Schonmann Roberto H, Boyd Robert
Department of Mathematics, University of California at Los Angeles, Los Angeles, CA, USA.
School of Human Evolution and Social Change, Arizona State University, Tempe, AZ, USA Santa Fe Institute, Santa Fe, NM, USA
Philos Trans R Soc Lond B Biol Sci. 2016 Feb 5;371(1687):20150099. doi: 10.1098/rstb.2015.0099.
Humans cooperate in large groups of unrelated individuals, and many authors have argued that such cooperation is sustained by contingent reward and punishment. However, such sanctioning systems can also stabilize a wide range of behaviours, including mutually deleterious behaviours. Moreover, it is very likely that large-scale cooperation is derived in the human lineage. Thus, understanding the evolution of mutually beneficial cooperative behaviour requires knowledge of when strategies that support such behaviour can increase when rare. Here, we derive a simple formula that gives the relatedness necessary for contingent cooperation in n-person iterated games to increase when rare. This rule applies to a wide range of pay-off functions and assumes that the strategies supporting cooperation are based on the presence of a threshold fraction of cooperators. This rule suggests that modest levels of relatedness are sufficient for invasion by strategies that make cooperation contingent on previous cooperation by a small fraction of group members. In contrast, only high levels of relatedness allow the invasion by strategies that require near universal cooperation. In order to derive this formula, we introduce a novel methodology for studying evolution in group structured populations including local and global group-size regulation and fluctuations in group size.

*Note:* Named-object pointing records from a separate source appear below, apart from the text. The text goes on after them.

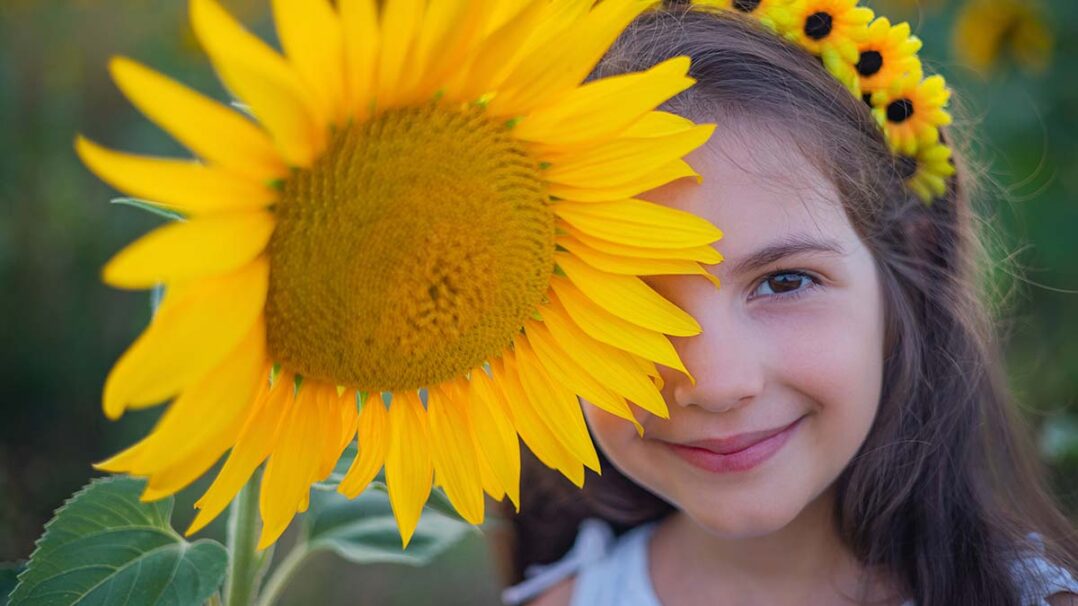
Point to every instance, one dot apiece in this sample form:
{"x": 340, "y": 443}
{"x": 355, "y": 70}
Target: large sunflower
{"x": 427, "y": 237}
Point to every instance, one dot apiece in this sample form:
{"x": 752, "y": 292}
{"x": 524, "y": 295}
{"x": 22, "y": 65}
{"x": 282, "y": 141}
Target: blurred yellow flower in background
{"x": 990, "y": 31}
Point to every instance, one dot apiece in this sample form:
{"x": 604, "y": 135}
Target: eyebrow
{"x": 796, "y": 244}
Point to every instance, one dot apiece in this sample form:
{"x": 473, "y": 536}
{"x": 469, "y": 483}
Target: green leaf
{"x": 9, "y": 578}
{"x": 363, "y": 529}
{"x": 149, "y": 207}
{"x": 106, "y": 547}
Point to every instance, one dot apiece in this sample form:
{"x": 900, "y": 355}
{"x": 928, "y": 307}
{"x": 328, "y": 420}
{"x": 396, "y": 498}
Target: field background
{"x": 1010, "y": 63}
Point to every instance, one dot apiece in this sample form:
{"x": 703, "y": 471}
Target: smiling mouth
{"x": 737, "y": 453}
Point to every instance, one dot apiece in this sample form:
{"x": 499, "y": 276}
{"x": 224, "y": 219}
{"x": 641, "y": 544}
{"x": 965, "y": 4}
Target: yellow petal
{"x": 401, "y": 21}
{"x": 409, "y": 469}
{"x": 291, "y": 467}
{"x": 371, "y": 454}
{"x": 568, "y": 373}
{"x": 311, "y": 35}
{"x": 447, "y": 39}
{"x": 191, "y": 333}
{"x": 702, "y": 253}
{"x": 454, "y": 454}
{"x": 611, "y": 367}
{"x": 208, "y": 128}
{"x": 564, "y": 63}
{"x": 533, "y": 430}
{"x": 633, "y": 265}
{"x": 605, "y": 327}
{"x": 627, "y": 298}
{"x": 500, "y": 51}
{"x": 604, "y": 108}
{"x": 632, "y": 184}
{"x": 179, "y": 184}
{"x": 206, "y": 416}
{"x": 495, "y": 435}
{"x": 556, "y": 405}
{"x": 198, "y": 248}
{"x": 638, "y": 222}
{"x": 257, "y": 440}
{"x": 262, "y": 79}
{"x": 607, "y": 164}
{"x": 342, "y": 418}
{"x": 360, "y": 22}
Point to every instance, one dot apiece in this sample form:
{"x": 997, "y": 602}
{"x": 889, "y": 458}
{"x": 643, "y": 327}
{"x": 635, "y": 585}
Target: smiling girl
{"x": 848, "y": 437}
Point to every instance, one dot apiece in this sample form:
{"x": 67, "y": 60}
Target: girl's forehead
{"x": 758, "y": 190}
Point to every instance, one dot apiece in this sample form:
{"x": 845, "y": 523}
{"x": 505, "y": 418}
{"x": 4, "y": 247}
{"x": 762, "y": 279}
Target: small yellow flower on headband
{"x": 886, "y": 54}
{"x": 911, "y": 111}
{"x": 824, "y": 27}
{"x": 927, "y": 171}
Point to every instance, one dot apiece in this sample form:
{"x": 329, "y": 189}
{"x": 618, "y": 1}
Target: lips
{"x": 736, "y": 453}
{"x": 738, "y": 442}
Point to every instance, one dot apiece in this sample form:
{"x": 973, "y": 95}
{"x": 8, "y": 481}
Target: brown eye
{"x": 785, "y": 284}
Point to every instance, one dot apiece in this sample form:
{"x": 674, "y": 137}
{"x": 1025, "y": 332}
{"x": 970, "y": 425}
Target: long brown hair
{"x": 947, "y": 484}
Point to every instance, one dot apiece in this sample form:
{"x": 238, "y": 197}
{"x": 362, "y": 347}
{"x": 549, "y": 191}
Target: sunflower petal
{"x": 702, "y": 253}
{"x": 551, "y": 70}
{"x": 291, "y": 468}
{"x": 638, "y": 222}
{"x": 530, "y": 426}
{"x": 454, "y": 454}
{"x": 495, "y": 435}
{"x": 627, "y": 298}
{"x": 634, "y": 183}
{"x": 607, "y": 164}
{"x": 206, "y": 417}
{"x": 179, "y": 184}
{"x": 264, "y": 80}
{"x": 567, "y": 373}
{"x": 373, "y": 442}
{"x": 633, "y": 265}
{"x": 203, "y": 247}
{"x": 611, "y": 367}
{"x": 607, "y": 328}
{"x": 192, "y": 331}
{"x": 556, "y": 404}
{"x": 208, "y": 128}
{"x": 257, "y": 440}
{"x": 400, "y": 24}
{"x": 360, "y": 22}
{"x": 311, "y": 33}
{"x": 409, "y": 469}
{"x": 604, "y": 108}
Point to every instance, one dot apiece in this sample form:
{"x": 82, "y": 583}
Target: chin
{"x": 742, "y": 521}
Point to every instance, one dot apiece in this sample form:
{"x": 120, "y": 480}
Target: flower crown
{"x": 876, "y": 62}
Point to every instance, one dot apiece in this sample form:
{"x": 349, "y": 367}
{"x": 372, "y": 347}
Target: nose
{"x": 727, "y": 362}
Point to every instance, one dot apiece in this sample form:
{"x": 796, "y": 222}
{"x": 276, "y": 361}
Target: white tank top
{"x": 614, "y": 572}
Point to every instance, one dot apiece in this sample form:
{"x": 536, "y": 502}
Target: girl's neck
{"x": 805, "y": 559}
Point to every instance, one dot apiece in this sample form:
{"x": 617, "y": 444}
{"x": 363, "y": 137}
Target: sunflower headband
{"x": 876, "y": 62}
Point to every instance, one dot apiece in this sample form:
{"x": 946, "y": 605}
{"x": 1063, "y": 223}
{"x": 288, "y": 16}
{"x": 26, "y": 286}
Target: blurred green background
{"x": 1010, "y": 63}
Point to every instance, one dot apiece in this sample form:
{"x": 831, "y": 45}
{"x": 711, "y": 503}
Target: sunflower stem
{"x": 239, "y": 588}
{"x": 284, "y": 573}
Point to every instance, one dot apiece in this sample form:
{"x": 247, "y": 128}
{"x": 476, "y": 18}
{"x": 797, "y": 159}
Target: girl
{"x": 848, "y": 437}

人类在由互不相关的个体组成的大群体中进行合作,许多作者认为这种合作是由有条件的奖励和惩罚来维持的。然而,这种制裁系统也能稳定各种各样的行为,包括对双方都有害的行为。此外,大规模合作很可能起源于人类谱系。因此,理解互利合作行为的演变需要了解支持这种行为的策略在罕见时何时能够增加。在这里,我们推导出一个简单的公式,该公式给出了在n人重复博弈中,有条件合作在罕见时增加所需的亲缘关系。这条规则适用于广泛的收益函数,并假设支持合作的策略基于一定比例的合作者的存在。这条规则表明,适度的亲缘关系水平足以让那些使合作取决于一小部分群体成员先前合作的策略得以入侵。相比之下,只有高度的亲缘关系才能让那些要求近乎普遍合作的策略得以入侵。为了推导出这个公式,我们引入了一种新颖的方法来研究群体结构化种群中的进化,包括局部和全局群体大小调节以及群体大小的波动。